Connecting to Our Common Ground

Brushwood Center
Connecting to Our Common Ground
about the
group exhibit

21850 N. Riverwoods Rd. // Riverwoods, IL 60015
September 10 - October 29, 2023

Featured Artists
: Paul Branton, Peter Gray, Ken Hester, Renee Robbins, Sheri Rush, Preston Lewis Thomas, Julian E. Williams, Jr.

Brushwood Center, in partnership with Hyde Park Art Center and collector, artist, and environmental scientist Patric McCoy, presents an exhibition of artwork celebrating the different ways in which we connect with and are shaped by nature.

Gallery Hours:
M, TU, W, TR, Sa: 10am - 3pm
Su: 1pm - 3pm and by appointment 


About my two artworks in the exhibit:

“One Step Beyond”, part of the “Galactic Lagoons” series, shows a variety of flora and fauna performing a dance while landing on the moon.  This otherworldly environment, while rooted in patterns and shapes from the natural world is fantastical and imagined.

Paintings in the “Galactic Lagoons” series bring together celestial and aquatic spaces in order to explore natural wonder, both real and imagined. Planets are layered with microscopic forms to highlight seemingly disparate details in one composition. Bright botanical colors merge with shapes and patterns derived from biological specimens and coral reefs to amplify our curiosity.
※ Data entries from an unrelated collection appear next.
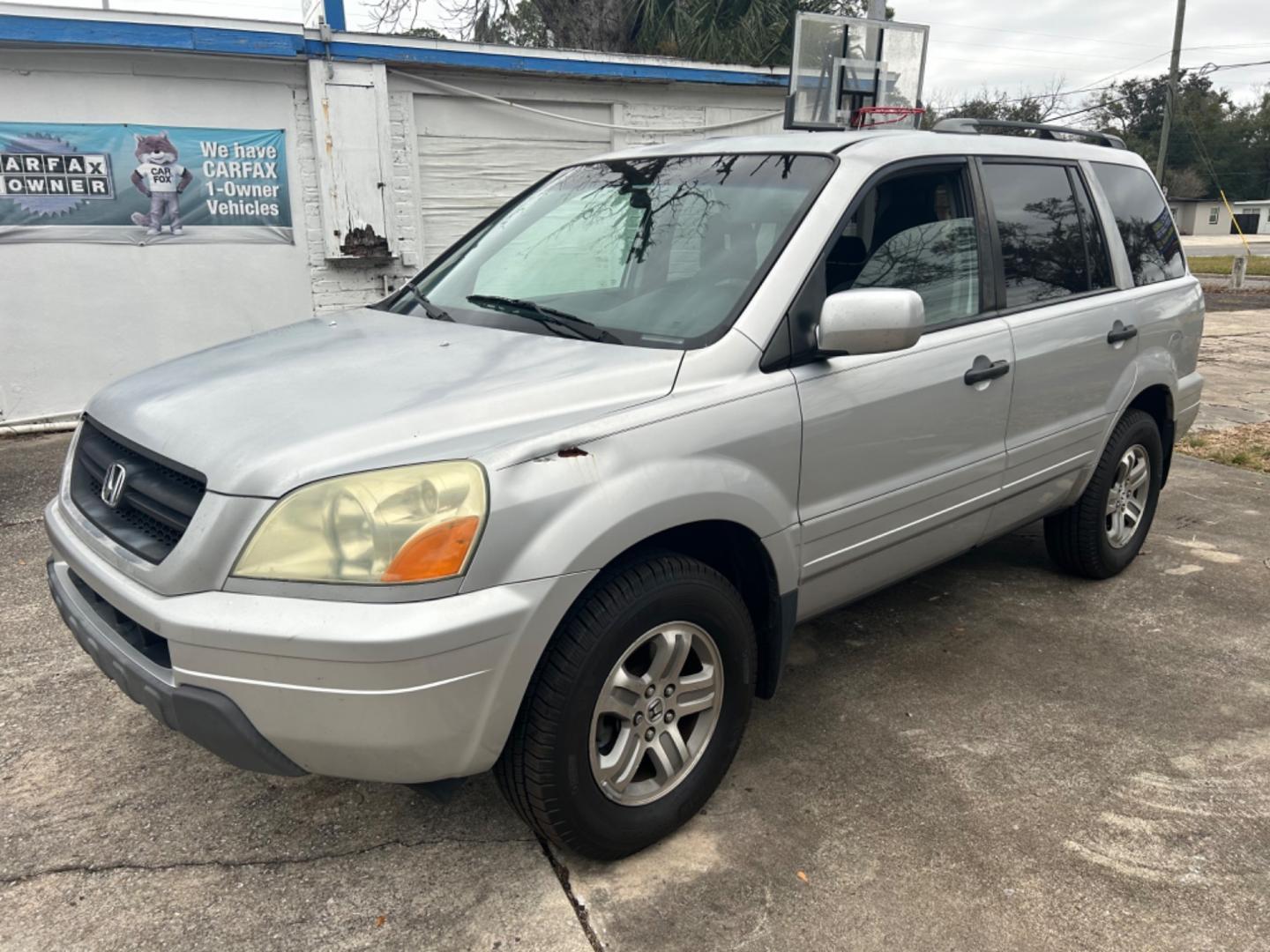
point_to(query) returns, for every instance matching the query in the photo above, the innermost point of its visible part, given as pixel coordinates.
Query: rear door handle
(977, 375)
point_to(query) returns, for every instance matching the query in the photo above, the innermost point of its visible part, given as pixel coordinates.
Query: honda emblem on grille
(112, 487)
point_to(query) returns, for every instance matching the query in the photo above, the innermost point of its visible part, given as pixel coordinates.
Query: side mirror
(870, 322)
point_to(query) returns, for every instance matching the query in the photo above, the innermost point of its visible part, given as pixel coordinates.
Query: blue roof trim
(245, 42)
(517, 63)
(149, 36)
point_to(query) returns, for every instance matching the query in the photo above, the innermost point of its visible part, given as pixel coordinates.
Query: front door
(903, 453)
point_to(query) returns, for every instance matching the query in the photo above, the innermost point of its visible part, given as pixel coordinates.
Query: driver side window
(915, 231)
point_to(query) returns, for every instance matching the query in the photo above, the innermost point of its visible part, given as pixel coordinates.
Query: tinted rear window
(1042, 242)
(1143, 221)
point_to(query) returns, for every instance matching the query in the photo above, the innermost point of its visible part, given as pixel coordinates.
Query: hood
(369, 389)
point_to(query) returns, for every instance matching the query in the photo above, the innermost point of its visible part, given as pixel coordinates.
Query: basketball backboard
(842, 65)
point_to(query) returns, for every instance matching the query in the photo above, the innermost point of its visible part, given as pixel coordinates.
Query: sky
(1011, 45)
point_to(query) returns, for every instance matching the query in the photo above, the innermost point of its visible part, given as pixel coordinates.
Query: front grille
(144, 640)
(158, 501)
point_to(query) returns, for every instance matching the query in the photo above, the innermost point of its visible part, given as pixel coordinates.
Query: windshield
(657, 251)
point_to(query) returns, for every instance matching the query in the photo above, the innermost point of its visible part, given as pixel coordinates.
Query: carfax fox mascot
(161, 179)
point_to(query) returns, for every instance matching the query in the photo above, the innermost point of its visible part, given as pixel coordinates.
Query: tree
(1217, 141)
(1025, 106)
(758, 32)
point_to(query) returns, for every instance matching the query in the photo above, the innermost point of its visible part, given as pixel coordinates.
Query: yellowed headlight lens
(409, 524)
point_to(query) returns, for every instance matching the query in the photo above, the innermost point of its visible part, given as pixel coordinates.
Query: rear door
(1074, 339)
(903, 452)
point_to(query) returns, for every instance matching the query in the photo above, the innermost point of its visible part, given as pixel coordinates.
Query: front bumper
(401, 692)
(205, 716)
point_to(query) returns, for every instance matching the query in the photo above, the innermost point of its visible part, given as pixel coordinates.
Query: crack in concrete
(579, 908)
(90, 868)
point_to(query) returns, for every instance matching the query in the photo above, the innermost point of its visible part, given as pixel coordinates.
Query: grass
(1246, 447)
(1222, 264)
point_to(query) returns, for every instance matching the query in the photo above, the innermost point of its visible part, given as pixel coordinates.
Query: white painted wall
(513, 149)
(75, 316)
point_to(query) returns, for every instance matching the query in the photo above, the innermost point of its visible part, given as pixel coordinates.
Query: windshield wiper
(437, 314)
(550, 316)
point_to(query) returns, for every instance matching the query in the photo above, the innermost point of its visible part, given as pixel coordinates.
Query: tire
(551, 764)
(1081, 539)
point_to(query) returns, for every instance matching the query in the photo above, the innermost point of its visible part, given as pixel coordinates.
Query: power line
(1033, 33)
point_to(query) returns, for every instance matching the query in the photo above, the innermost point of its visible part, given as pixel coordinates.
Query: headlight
(410, 524)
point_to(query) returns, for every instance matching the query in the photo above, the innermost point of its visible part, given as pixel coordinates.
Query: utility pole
(1172, 90)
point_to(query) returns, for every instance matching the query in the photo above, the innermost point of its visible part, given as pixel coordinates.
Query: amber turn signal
(435, 553)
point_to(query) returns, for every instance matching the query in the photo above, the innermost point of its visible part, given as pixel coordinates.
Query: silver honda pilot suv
(556, 505)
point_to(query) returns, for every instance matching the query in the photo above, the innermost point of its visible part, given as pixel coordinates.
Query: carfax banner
(143, 184)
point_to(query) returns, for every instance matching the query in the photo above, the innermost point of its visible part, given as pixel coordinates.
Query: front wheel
(1102, 533)
(635, 711)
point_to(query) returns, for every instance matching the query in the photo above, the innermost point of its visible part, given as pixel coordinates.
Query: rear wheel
(1102, 532)
(635, 711)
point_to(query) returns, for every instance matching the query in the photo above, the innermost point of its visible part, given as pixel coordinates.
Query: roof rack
(1041, 129)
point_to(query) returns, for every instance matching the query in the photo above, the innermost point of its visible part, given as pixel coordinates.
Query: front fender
(577, 512)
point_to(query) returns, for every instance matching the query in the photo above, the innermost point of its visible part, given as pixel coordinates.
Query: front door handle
(1122, 331)
(977, 375)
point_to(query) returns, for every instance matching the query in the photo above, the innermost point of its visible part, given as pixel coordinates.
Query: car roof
(886, 145)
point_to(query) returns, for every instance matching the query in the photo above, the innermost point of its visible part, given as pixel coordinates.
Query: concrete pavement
(990, 755)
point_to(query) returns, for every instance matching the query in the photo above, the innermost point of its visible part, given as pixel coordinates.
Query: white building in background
(1209, 216)
(390, 155)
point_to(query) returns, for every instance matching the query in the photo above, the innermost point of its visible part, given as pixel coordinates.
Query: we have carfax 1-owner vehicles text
(556, 507)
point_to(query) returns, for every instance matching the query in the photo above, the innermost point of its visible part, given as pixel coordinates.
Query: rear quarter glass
(1145, 224)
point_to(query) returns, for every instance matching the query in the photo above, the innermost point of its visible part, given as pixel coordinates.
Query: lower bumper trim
(207, 718)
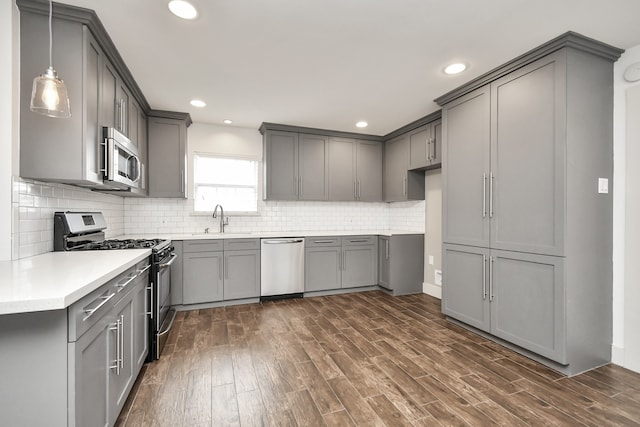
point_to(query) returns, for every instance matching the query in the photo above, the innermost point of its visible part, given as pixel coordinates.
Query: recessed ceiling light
(455, 68)
(183, 9)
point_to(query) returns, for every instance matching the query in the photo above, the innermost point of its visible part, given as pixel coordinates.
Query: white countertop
(55, 280)
(270, 234)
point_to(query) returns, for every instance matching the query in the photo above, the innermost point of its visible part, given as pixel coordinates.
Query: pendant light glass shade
(49, 94)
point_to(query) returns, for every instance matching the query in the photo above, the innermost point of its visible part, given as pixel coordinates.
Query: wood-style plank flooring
(365, 359)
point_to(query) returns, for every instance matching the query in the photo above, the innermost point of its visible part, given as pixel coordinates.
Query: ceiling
(330, 63)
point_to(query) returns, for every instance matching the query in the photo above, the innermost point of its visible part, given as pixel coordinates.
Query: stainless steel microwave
(121, 160)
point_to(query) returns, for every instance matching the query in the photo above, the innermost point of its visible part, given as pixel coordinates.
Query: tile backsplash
(34, 203)
(33, 206)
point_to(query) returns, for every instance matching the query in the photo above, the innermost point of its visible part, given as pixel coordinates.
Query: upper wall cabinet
(61, 150)
(167, 155)
(313, 164)
(355, 170)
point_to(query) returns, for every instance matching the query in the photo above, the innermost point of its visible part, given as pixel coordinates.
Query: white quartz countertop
(55, 280)
(271, 234)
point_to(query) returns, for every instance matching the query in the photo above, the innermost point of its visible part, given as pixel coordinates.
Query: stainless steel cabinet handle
(125, 283)
(484, 195)
(147, 302)
(491, 178)
(491, 261)
(91, 311)
(121, 357)
(484, 277)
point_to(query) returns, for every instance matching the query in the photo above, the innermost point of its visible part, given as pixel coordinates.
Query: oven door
(165, 314)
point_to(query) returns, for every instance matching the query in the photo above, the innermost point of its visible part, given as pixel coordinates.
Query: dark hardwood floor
(363, 359)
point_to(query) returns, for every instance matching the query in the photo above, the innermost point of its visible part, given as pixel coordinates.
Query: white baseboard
(617, 355)
(433, 290)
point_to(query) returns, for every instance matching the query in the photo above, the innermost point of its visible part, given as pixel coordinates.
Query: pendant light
(49, 94)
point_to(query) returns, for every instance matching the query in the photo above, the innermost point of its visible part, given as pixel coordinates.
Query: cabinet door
(281, 166)
(384, 261)
(313, 167)
(420, 147)
(435, 146)
(359, 266)
(528, 307)
(167, 156)
(241, 274)
(322, 268)
(528, 159)
(141, 305)
(465, 285)
(395, 172)
(465, 170)
(342, 173)
(109, 95)
(121, 379)
(202, 279)
(369, 170)
(91, 365)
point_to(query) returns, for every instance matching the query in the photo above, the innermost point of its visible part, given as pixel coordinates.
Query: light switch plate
(603, 186)
(438, 277)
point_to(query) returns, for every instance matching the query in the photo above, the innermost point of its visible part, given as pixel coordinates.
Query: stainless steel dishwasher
(281, 268)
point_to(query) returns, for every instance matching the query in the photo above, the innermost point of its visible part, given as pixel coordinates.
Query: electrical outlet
(603, 186)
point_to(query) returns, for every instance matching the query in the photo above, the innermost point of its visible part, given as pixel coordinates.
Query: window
(228, 181)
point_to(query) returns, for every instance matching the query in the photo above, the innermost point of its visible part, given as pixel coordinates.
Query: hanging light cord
(50, 35)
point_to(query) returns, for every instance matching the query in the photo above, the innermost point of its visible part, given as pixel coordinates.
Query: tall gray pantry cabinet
(527, 253)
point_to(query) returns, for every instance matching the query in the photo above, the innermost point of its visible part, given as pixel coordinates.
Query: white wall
(9, 86)
(161, 216)
(626, 210)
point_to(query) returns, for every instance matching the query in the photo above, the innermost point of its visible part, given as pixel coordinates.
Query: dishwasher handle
(282, 241)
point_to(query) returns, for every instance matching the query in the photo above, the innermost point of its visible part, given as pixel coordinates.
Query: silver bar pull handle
(484, 277)
(90, 312)
(491, 261)
(491, 178)
(484, 195)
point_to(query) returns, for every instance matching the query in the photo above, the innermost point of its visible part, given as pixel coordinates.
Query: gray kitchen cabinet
(400, 183)
(340, 262)
(167, 156)
(425, 145)
(355, 170)
(401, 263)
(65, 151)
(295, 166)
(241, 274)
(524, 226)
(202, 277)
(215, 270)
(121, 353)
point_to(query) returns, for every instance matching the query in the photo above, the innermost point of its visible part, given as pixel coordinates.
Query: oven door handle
(168, 264)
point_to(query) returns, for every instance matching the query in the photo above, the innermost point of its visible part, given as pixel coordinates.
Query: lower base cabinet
(515, 296)
(401, 263)
(216, 270)
(340, 262)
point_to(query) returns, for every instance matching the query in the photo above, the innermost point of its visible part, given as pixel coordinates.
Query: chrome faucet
(223, 221)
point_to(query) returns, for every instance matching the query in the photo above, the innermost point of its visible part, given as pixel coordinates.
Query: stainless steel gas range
(83, 231)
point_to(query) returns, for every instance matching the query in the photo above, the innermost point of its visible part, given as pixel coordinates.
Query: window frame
(258, 184)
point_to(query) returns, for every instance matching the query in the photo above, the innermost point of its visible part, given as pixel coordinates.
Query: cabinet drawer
(210, 245)
(359, 240)
(87, 311)
(311, 242)
(241, 244)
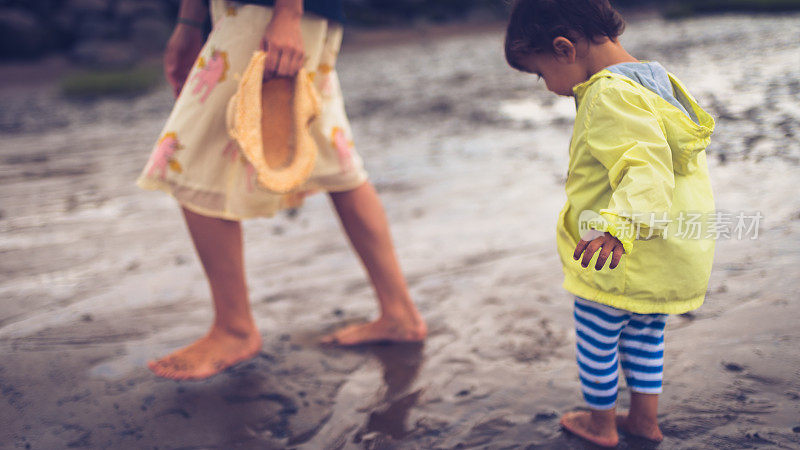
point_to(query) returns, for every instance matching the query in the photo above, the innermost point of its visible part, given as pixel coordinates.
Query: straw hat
(270, 121)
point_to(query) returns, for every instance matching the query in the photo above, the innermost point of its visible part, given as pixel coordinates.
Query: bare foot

“Anchor” is part of a narrative series called “Biota” which illustrates the beginning and end of an invented biome using a palette composed of transparent rainbow glazes, a light blue background, and shapes of burnt sienna. The artworks title “Anchor” reflects the main form holding on to something fixed, so it doesn’t get swept away by the elements.  The series features invented flora and fauna and explores how they exist and evolve over time.

 
Paintings in the “Biota” series investigate the flora and fauna of a distinct region in order to imagine multiple views of one habitat—diving into its mysteries, exploring every corner, and considering how a place changes over time. While the work references many actual things on a human scale, these paintings also incorporate invisible elements from the molecular and cosmic levels.

 

Seemingly Science Fiction by Robin Dluzen

In Renee Robbins’ studio, nature magazines and biology books are everywhere. Images have been printed or torn out and taped to the walls. A significant part of her process is looking at these images...and looking and looking and looking…. However, by the time she’s painting her wild nature-scapes, she’s not working from any of these images. In fact, her process begins with abstract gestures within which the artist finds formal hints that she then works into various flora and fauna, both real and fictive. Artists tend to fall into certain categories in terms of making and using processes: intuitive or carefully planned, realistic or invented. Robbins’ practice is regularly and actively all of these, and it’s this complex tension between the familiar and the painterly that makes her compositions so visually and conceptually captivating.